The nation also suffered both gasoline and beef shortages, chilling the economy.
Fighting for the industry
During this period, the industry came into its own as a lobbying force, a response to the greater government activism of the era. Every U.S. congressman was put on a mailing list to receive National Restaurant Association materials. Twenty-five directors of the Association met at the White House with officials of the Ford administration to air the industry’s concerns about the burdens of overregulation and ill-conceived legislation.
Yet the burdensome measures kept coming. A hike in the minimum wage was proposed. Lawmakers looked at the possibility of mandating payment to meat suppliers at the moment deliveries were made. Lawmakers concerned about the federal deficit looked at disallowing the tax credit for business meals consumed in restaurants.

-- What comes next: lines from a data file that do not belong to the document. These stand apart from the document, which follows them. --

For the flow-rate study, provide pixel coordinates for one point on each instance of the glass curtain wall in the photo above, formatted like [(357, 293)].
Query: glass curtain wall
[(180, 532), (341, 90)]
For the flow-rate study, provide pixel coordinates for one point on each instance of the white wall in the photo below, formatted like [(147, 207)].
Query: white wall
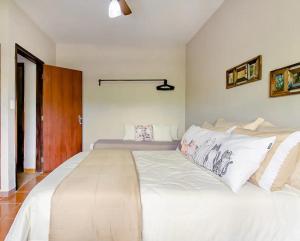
[(29, 113), (107, 108), (240, 30), (19, 29)]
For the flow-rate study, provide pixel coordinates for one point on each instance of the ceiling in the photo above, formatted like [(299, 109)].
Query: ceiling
[(152, 21)]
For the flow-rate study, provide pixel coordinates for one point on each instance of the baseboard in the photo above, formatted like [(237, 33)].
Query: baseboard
[(29, 170), (6, 194)]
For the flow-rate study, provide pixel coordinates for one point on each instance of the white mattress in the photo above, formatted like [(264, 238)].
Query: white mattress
[(180, 202)]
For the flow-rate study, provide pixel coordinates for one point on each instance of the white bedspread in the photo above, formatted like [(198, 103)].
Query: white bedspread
[(181, 202)]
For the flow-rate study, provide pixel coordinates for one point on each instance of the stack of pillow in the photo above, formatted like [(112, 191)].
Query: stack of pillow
[(157, 132), (267, 156)]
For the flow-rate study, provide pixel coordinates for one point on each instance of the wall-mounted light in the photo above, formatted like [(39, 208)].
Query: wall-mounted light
[(114, 9)]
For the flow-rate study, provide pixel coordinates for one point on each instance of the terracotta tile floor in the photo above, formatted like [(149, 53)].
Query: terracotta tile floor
[(9, 206)]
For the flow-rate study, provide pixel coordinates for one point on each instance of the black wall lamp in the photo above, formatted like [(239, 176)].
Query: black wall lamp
[(164, 87)]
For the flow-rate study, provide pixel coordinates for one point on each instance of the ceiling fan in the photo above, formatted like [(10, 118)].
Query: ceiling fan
[(118, 7)]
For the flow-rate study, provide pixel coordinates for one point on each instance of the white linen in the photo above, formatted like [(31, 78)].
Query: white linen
[(181, 202)]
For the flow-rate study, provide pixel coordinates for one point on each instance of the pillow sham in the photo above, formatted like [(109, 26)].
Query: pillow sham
[(248, 126), (279, 164), (233, 158)]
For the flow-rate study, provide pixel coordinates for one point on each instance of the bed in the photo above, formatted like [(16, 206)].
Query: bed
[(180, 201)]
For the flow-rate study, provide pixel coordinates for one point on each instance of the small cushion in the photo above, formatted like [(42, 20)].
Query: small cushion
[(162, 132), (129, 133)]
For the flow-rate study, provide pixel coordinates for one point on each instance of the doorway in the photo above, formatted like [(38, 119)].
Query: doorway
[(29, 88)]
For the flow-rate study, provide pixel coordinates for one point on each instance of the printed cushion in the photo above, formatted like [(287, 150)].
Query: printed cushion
[(163, 132), (144, 133), (233, 158)]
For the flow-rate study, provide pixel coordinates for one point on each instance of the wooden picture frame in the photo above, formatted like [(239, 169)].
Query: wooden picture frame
[(247, 72), (285, 81)]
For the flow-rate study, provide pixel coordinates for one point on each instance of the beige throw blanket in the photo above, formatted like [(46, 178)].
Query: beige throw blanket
[(99, 200)]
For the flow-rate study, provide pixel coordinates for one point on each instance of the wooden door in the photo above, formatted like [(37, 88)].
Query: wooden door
[(20, 81), (62, 112)]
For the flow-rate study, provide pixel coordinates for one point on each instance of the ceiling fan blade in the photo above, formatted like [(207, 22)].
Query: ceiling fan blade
[(125, 8)]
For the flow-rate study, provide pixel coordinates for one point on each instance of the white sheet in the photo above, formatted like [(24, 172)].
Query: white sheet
[(181, 202)]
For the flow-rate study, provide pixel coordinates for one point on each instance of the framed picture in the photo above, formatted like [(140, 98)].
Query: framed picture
[(285, 81), (244, 73), (230, 77)]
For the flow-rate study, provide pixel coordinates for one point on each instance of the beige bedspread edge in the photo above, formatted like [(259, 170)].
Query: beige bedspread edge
[(99, 200)]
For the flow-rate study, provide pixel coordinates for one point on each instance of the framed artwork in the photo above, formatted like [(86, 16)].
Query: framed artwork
[(285, 81), (244, 73)]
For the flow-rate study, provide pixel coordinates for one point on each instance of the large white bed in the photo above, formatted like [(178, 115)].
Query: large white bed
[(180, 202)]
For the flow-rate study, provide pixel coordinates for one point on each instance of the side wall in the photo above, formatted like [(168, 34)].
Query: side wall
[(109, 107), (20, 29), (238, 31)]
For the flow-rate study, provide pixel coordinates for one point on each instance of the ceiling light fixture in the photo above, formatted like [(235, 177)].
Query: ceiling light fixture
[(114, 9)]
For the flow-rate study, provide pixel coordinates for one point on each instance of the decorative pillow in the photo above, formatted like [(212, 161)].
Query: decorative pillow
[(162, 132), (143, 133), (279, 164), (234, 158), (249, 126), (129, 133)]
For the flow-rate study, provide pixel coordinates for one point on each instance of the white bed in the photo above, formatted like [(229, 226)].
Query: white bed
[(180, 202)]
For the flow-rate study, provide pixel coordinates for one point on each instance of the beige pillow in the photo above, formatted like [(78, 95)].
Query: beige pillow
[(284, 171), (295, 178), (209, 126), (222, 123)]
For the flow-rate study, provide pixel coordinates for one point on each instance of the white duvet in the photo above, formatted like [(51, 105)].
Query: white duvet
[(180, 202)]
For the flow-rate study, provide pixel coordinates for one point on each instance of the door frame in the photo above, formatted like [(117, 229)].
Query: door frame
[(39, 102)]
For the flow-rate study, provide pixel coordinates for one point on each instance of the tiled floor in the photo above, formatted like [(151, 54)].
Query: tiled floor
[(23, 177), (9, 206)]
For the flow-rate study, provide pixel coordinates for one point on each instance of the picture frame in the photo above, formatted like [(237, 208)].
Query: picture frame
[(244, 73), (285, 81)]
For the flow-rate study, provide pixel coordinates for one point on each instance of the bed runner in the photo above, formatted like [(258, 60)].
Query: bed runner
[(99, 200)]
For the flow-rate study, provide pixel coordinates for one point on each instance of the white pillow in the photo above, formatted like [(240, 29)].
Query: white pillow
[(174, 132), (234, 158), (129, 133), (162, 133)]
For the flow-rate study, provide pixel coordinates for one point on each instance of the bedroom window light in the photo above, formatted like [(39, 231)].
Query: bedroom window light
[(114, 9)]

By 1977, government affairs were hands-down the top priority of the industry and its Association. The business scored a number of successes, beating back the proposed cut in business-meal deductions. It also successfully combated a proposal to close all gas stations on weekends and thereby strand many would-be customers at home. With pressure from the National Restaurant Association, the federal capital-gains tax was significantly reduced, protecting operators when they sold their businesses.
With government initiatives increasingly affecting the industry, the National Restaurant Association moved its headquarters from Chicago to the political epicenter of Washington, D.C., where it remains today.